Table 3 shows that the EEG features with heavy weight are primarily derived from the delta and alpha2 frequency bands and partly from the beta and gamma frequency bands. Previous investigators observed increases in delta and theta waves, decreases in alpha waves and increases in beta and gamma waves in individuals with SZ9,10,12,14,57,58. Moreover, the most prominent change was in the spectral power of the delta wave, which may support the development of a biological marker for diagnosing patients with SZ9,10,59. In addition, among these EEG features, node attributes including nodal local efficiency (aNLe), nodal efficiency (aNe), nodal clustering coefficient (aNCp), and degree centrality (aDc), contributed most to classifying patients with SZ. EEG studies have shown a disruption in the small-world attributes of patients with SZ in the resting state, with a lower clustering coefficient and a longer shortest path length60. In addition, global and local efficiency are lower in patients with SZ than that in healthy people61. The most discriminative EEG features in Table 3 are primarily concentrated in the temporal lobe and partly in the frontal lobe. Abnormalities in temporal and frontal lobe function and structure have been widely reported in patients with SZ62 The frontal and temporal lobes are primarily associated with higher cognitive functions, among which the temporal lobe is associated with hearing and language functions, which have been confirmed by MRI studies63. These results are consistent with previous structural and functional neurological findings.

Limitations

The present study has several limitations. First, since this study employed a cross-sectional design, we cannot infer causality. Some evidence suggests that immune-inflammatory markers are altered from the beginning of SZ, and researchers have broadly accepted that inflammation plays a causal role in SZ. However, from a diagnostic perspective, this finding is irrelevant. A specific marker must only discriminate between two conditions, regardless of whether it is a cause, consequence, or correlate of the pathophysiological process. Second, a significant difference in education years was observed between the two participant groups, although the results remained unchanged when this factor was included as a covariate.
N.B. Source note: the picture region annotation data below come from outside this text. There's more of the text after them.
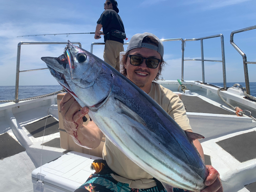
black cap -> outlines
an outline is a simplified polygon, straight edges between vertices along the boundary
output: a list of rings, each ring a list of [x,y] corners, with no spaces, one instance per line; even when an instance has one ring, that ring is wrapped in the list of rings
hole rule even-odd
[[[111,2],[113,5],[113,9],[116,11],[116,12],[118,13],[119,10],[117,8],[117,2],[115,0],[107,0],[108,2]]]

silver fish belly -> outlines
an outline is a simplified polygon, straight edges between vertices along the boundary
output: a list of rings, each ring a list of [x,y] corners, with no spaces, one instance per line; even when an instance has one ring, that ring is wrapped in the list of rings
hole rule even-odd
[[[132,82],[69,41],[64,54],[42,59],[110,140],[166,188],[205,188],[206,169],[188,134]]]

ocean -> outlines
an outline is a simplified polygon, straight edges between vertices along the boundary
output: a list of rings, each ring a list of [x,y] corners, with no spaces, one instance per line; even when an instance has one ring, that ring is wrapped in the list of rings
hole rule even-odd
[[[232,87],[235,83],[228,82],[227,87]],[[245,88],[245,83],[238,83]],[[223,87],[223,83],[210,83],[221,87]],[[14,100],[15,99],[15,86],[0,86],[0,100]],[[56,86],[19,86],[18,99],[26,99],[27,98],[35,97],[38,95],[47,94],[53,93],[62,89],[60,85]],[[251,95],[256,97],[256,82],[250,83]],[[3,103],[0,102],[0,104]]]

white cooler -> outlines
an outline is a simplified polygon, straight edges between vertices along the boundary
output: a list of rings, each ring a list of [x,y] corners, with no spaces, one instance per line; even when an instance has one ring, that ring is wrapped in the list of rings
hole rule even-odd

Third, the sample size was moderate. A larger independent sample is essential to examine the reproducibility of our findings.

Conclusions

In conclusion, we developed an integrated framework of machine learning and used the combination of multi-biological data to discriminate patients with SZ from HCs, which substantially improved the classification performance. Based on our results, features from multiple biological datasets provide complementary information that aids in providing effective and objective biomarkers to inform the clinical diagnosis of SZ, and our framework is effective at conveying comprehensive and complementary information for the purpose of classification.